# never done this before



## rickit (Jul 4, 2008)

howdy yall first post here but have came here for great info for a while,ordered an k9 today with night sights,i have never bought a gun before without looking,touching and feeling of it i have wanted one for several years but always put it on the back burner but thinking how things might change i went for it can anyone tell me what to expect from it?oh yell this is my third gun in a month,is this a sickness of some kind?


----------



## oldscot3 (Jan 4, 2008)

I have a K 40 with nite sights. My Kahr has been very good so far, no failures of any kind.

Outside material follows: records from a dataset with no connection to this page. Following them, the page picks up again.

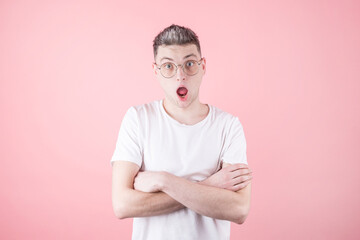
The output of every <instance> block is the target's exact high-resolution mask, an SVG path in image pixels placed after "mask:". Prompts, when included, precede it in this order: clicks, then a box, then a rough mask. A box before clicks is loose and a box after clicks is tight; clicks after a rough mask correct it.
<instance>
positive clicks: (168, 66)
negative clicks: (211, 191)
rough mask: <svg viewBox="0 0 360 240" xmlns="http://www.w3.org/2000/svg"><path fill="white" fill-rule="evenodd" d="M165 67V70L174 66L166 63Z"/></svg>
mask: <svg viewBox="0 0 360 240" xmlns="http://www.w3.org/2000/svg"><path fill="white" fill-rule="evenodd" d="M163 67H164V68H165V69H171V68H172V67H173V66H172V63H164V65H163Z"/></svg>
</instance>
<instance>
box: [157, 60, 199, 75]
mask: <svg viewBox="0 0 360 240" xmlns="http://www.w3.org/2000/svg"><path fill="white" fill-rule="evenodd" d="M203 59H204V58H201V59H200V60H199V61H195V60H188V61H186V62H185V63H184V64H179V65H176V64H175V63H172V62H166V63H163V64H161V66H160V67H157V69H159V70H160V73H161V75H162V76H163V77H165V78H171V77H173V76H175V75H176V73H177V70H178V66H181V67H182V69H183V71H184V73H185V74H186V75H188V76H194V75H195V74H197V73H198V72H199V65H200V64H201V61H202V60H203ZM154 64H155V65H156V66H158V65H157V64H156V63H154Z"/></svg>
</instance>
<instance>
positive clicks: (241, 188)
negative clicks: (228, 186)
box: [230, 179, 251, 192]
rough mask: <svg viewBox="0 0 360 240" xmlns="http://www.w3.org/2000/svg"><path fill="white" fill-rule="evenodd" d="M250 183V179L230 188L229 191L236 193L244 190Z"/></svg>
mask: <svg viewBox="0 0 360 240" xmlns="http://www.w3.org/2000/svg"><path fill="white" fill-rule="evenodd" d="M250 182H251V179H249V180H247V181H245V182H242V183H240V184H237V185H235V186H233V187H231V188H230V190H231V191H234V192H237V191H239V190H241V189H243V188H245V187H246V186H247V185H248V184H249V183H250Z"/></svg>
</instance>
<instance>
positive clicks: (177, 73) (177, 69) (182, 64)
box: [174, 64, 186, 75]
mask: <svg viewBox="0 0 360 240" xmlns="http://www.w3.org/2000/svg"><path fill="white" fill-rule="evenodd" d="M174 65H175V67H176V69H175V75H176V74H178V70H179V67H180V68H181V70H182V71H183V73H184V75H186V73H185V69H184V64H174Z"/></svg>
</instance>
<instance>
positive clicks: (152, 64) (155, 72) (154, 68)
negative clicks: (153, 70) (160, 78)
mask: <svg viewBox="0 0 360 240" xmlns="http://www.w3.org/2000/svg"><path fill="white" fill-rule="evenodd" d="M152 68H153V70H154V74H155V75H157V71H156V69H157V68H156V65H155V63H152Z"/></svg>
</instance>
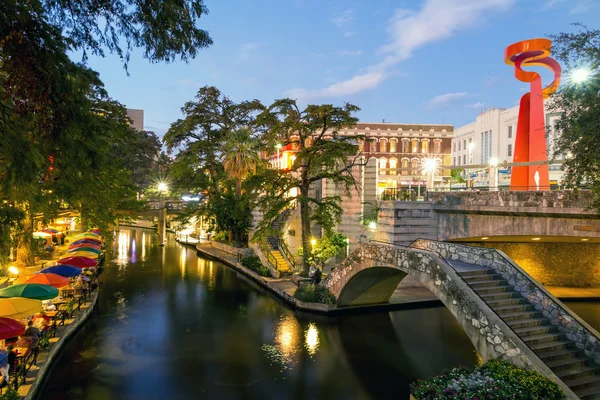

The trigger didn't take long to get used to , and the accuracy is way beyond my expectations for such a compact weapon.


----------



## wproctwproct (Mar 5, 2008)

Like you, I've always wanted a K9, but just got around to picking a new one up at a gunshow a couple of weeks ago. Mine doesn't have the night sights, just the regular ones. My experience is almost exactly like Oldscot3. I was first impressed with the smooth trigger on mine, and then I was almost blown away by the accuracy of the little guy, and it's ergonomics just makes it really easy to shoot. If yours is anything like the one I got, I'm thinking you are going to be very pleased.:smt023
Oh, just one thing, disassembly on the K9's can be a little tricky, it was for me anyway. If you feel the same way after you get it, shoot me a PM, I developed a method/tool that has made it really easy for me.


----------